This first appeared in the July issue of a
regional paper, but people keep reporting link errors, so here it is to hopefully a wider audience. Now you really know what I think about lawns.
Finally, it’s the weekend. Lazy mornings where the fog of a long
sleep creeps delightfully into every waking observation—the robins
feeding their young at the nest, bees hopping from coreopsis to
coneflower, the cool breeze before a suddenly warm afternoon. And the
belching vibration of the neighbor’s lawnmower along the fence, the
sweet exhaust stinging one’s throat on the retreat back inside.
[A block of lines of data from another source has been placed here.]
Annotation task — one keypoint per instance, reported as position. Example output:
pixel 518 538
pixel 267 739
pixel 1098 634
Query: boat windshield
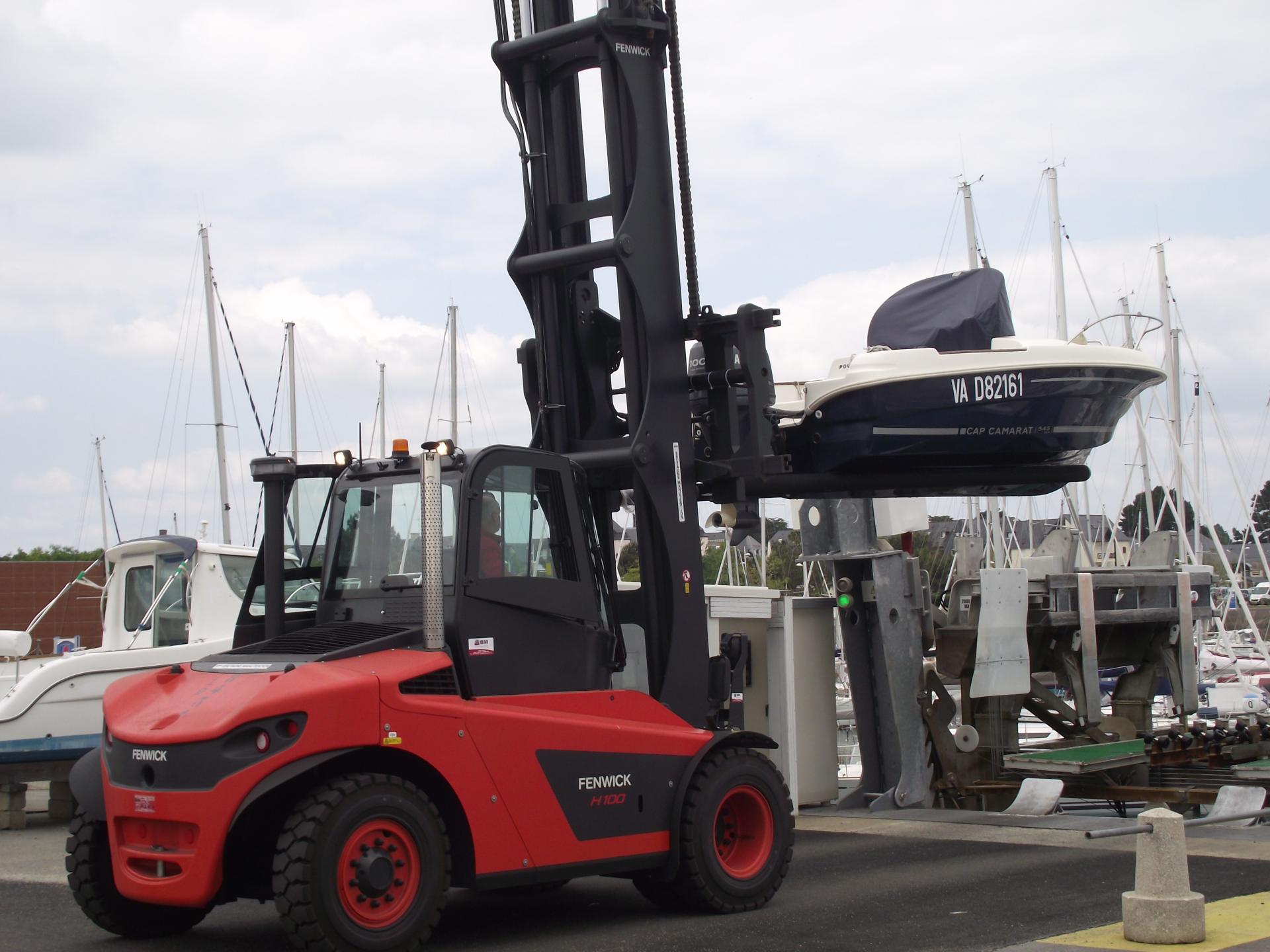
pixel 300 593
pixel 379 546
It is impossible to have coffee on the deck or to be heard in casual
conversation on most any summer evening or weekend. I have a neighbor
who mows three times a week, tossing nutrient-rich clippings, one-third
of a lawn’s needed amount, into the trash; and yet the perfect lines
this neighbor leaves of “cut” grass do not seem any lower than those of
the uncut. Another neighbor clearly prefers to mow less often—he
scalps the yard once a week so it turns brown, then sprinklers come out
a few days later, usually on a hot and windy late afternoon,
evaporating long before the water hits the roots. Why doesn’t he leave
the lawn at 3 inches in height and save on the water bill and time
moving hoses?
Each weekend 54 million lawns are mowed, together equivalent to the
size of Virginia, using up 800 million gallons of gas (17 million lost
due to spills). All kinds of cancer-causing, asthma-irritating,
blood-flow constricting, sperm-killing compounds are inhaled by the
person pushing the mower. In California lawn equipment accounts for 10
percent of the air pollution, pollution that is equivalent to over one
hour of driving 10 to 43 new cars (estimates vary) hundreds of miles
over the same amount of time. Mowers also run at 90 to 95 decibels, the
same level as a Harley. Anything over 85 decibels creates temporary or
permanent hearing loss.
So, fine, lawnmowers are the scourge of suburbia, the hope of our
mini kingdoms to serve as quiet and sheltered acreages away from the
stress of work and school. But what about other tools we use to create
and maintain our lawns? Chemical companies have us believing we need to
fertilize our lawns four times a year with nitrogen-laden products;
the excess nitrogen that lawns can’t use turns into a powerful
greenhouse gas, and much of it leaches into groundwater and storm
drains, polluting and choking aquatic life. Take a look at the dead
zone near the Mississippi delta and in our farm ponds. Artificial
nitrogen also sets up a cycle of lawn dependency like a drug addict—the
soil life dies, and the lawn needs more juice, so you fertilize and
mow and water more often. Don’t forget about the process to produce all
that fertilizer—an energy-intensive ordeal that releases many
greenhouse gases as a result.
The argument will always be that we need lawns for kids and pets to
play in. But trust me—you don’t want your kids running barefoot in a
lawn slathered and sprayed in who knows what. Of 30 commonly used lawn
pesticides, for example, 19 are linked to cancer, 13 to birth defects,
21 to reproductive effects, 26 to liver and kidney damage and 15 to
neurotoxicity (brain development). Twenty-four of these pesticides are
toxic to fish, 11 to bees and 16 to birds. And what about cost? An acre
of lawn at a church, apartment complex or industrial park over 20
years will cost roughly $20,000 to maintain—whereas the same acre in
native vegetation will cost $3,000. Why don’t we see more native
vegetation at our workplaces? Why don’t churches and community centers,
especially, take a lead in this? And schools? Students who interact
with nature are proven to have higher creative and cognitive skills,
and children with Attention Deficit Disorder show astounding
improvement.
Have some lawn, but border it with relatively low-maintenance native
shrubs and wildflowers. Have some lawn, but don’t use inorganic
chemicals or even any chemicals at all—top-dress it with one-quarter
inch of free city compost, like LinGro in Lincoln. Let those prairie
flower and shrub roots amend the soil underneath and create thriving,
self-sustaining ecosystems that provide free nutrients and filter our
groundwater. Think about using an electric mower, which runs at 70
decibels and costs $5 a year to operate, or the innovative Fiskars reel
mowers.
Our backyards are nature preserves—for the birds and bees, and for
our children and ourselves. As native ecosystems lose their ability to
sustain themselves, through habitat loss and chemical overspray, we can
create environments that physically and emotionally sustain ourselves
(and other species) with less effort than we give our landscapes now.
If anything, think about how good that morning coffee will taste when
you’re mowing less and your kids are following a monarch from
coneflower to coneflower and across the naturally green lawn. You might
even be able to hear the hummingbird at a penstemon.